IMX6 Memory Bandwidth usage

From RidgeRun Developer Wiki
Revision as of 11:58, 12 February 2017 by Spalli (talk | contribs) (→‎Introduction)

Introduction

This wiki page sumarizes the results for the memory bandwidth usage measurements for an iMX6 based board. For this test a Nitrogen6X board with a iMX6Q SoC Boundary Devices iMX6 Nitrogen6X Board was used with the RidgeRun Professional SDK Irazu for BoundaryDevices Nitrogen6X iMX6 board - Release Notes and the TC258743 toshiba module was used for 1080p60 captures.

Here you'll find the memory bandwidth utilisation for some common multimedia tasks that can help to understand what's happening behind the scenes when we are pushing the platform to the limits.

In the first section you'll find a short explanation about the available hardware and software profiling tools that can help the developer to understand the platform performance and after this, some experimental results.

Memory Bandwidth measurement

The iMX6 MMDC (mumulti-mode DDR controller) has a hardware debugging mechanism that monitors each access that is driven to the MMDC from channel0.

The profiling mechanism provides the ability to calculate the DDR utilization together with read and write accesses statistics towards DDR per given period of time.
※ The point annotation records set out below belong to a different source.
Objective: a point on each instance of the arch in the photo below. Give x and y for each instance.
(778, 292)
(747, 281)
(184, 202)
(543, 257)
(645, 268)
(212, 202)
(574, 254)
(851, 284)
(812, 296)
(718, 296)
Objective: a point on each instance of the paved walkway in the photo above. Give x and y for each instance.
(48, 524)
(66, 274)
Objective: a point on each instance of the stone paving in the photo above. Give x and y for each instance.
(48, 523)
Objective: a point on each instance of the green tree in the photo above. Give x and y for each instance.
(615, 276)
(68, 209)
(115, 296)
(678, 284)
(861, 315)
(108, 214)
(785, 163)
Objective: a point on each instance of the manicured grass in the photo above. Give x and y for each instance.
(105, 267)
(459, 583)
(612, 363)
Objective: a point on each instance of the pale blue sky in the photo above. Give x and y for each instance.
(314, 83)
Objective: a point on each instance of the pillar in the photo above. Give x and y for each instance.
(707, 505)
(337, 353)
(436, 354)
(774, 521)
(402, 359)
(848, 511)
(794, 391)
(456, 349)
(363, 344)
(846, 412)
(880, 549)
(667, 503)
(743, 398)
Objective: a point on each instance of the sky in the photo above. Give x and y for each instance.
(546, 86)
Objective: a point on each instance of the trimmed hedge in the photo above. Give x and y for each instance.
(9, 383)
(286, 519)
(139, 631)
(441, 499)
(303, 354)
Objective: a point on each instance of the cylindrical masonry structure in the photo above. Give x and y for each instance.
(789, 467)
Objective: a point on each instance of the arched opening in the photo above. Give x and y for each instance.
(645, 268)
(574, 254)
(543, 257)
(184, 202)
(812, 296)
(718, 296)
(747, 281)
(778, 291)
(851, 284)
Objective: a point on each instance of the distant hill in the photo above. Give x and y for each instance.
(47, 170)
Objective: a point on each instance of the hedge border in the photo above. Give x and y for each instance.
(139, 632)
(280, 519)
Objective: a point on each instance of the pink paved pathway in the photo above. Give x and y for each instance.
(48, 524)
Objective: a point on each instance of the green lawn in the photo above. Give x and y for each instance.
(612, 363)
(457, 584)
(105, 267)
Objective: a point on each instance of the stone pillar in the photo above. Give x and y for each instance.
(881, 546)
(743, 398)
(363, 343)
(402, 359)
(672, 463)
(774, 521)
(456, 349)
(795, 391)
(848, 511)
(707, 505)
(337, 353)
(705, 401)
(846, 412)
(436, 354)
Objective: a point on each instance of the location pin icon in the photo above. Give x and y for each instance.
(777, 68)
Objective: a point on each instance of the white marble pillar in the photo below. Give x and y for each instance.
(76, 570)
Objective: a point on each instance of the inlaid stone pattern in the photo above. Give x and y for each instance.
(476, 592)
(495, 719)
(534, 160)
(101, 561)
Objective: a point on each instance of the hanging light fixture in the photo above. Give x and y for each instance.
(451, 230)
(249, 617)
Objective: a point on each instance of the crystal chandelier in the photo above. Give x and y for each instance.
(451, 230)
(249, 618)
MMDC supports the following profiling counters:

  • MADPSR0 (Total cycles count) - Indicates the total amount of cycles of the profiling period (up to 2^32 cycles)
  • MADPSR1 (Busy cycles count) - Indicates the total busy cycles during the profiling period
  • MADPSR2 (Total read accesses count) - Indicates the total read accesses towards MMDC during the profiling period
  • MADPSR3 (Total write accesses count) - Indicates the total write accesses towards MMDC during the profiling period
  • MADPSR4 (Total read bytes count) - Indicates total bytes that were read from MMDC during the profiling period
  • MADPSR5 (Total write bytes count) - Indicates total bytes that were written to MMDC during the profiling period

All profiling items described above are disabled by default. The following describes howto control the profiling mechanism:

  • MADPCR0[DBG_EN] enables profiling.
  • MADPCR0[PRF_FRZ] stops/freezes the profiling for example in case user wishes to perform DDR profiling per specific task. In order to resume profiling then MADPCR0[PRF_FRZ] should be cleared.
  • MADPCR0[DBG_RST] clears all profiling counters
  • MADPCR0[CYC_OVF] indicates whether an overflow occured in the total cycles counter (i.e. total amount of cycles are greater than 2^32) . This field can only cleared by writing '0'.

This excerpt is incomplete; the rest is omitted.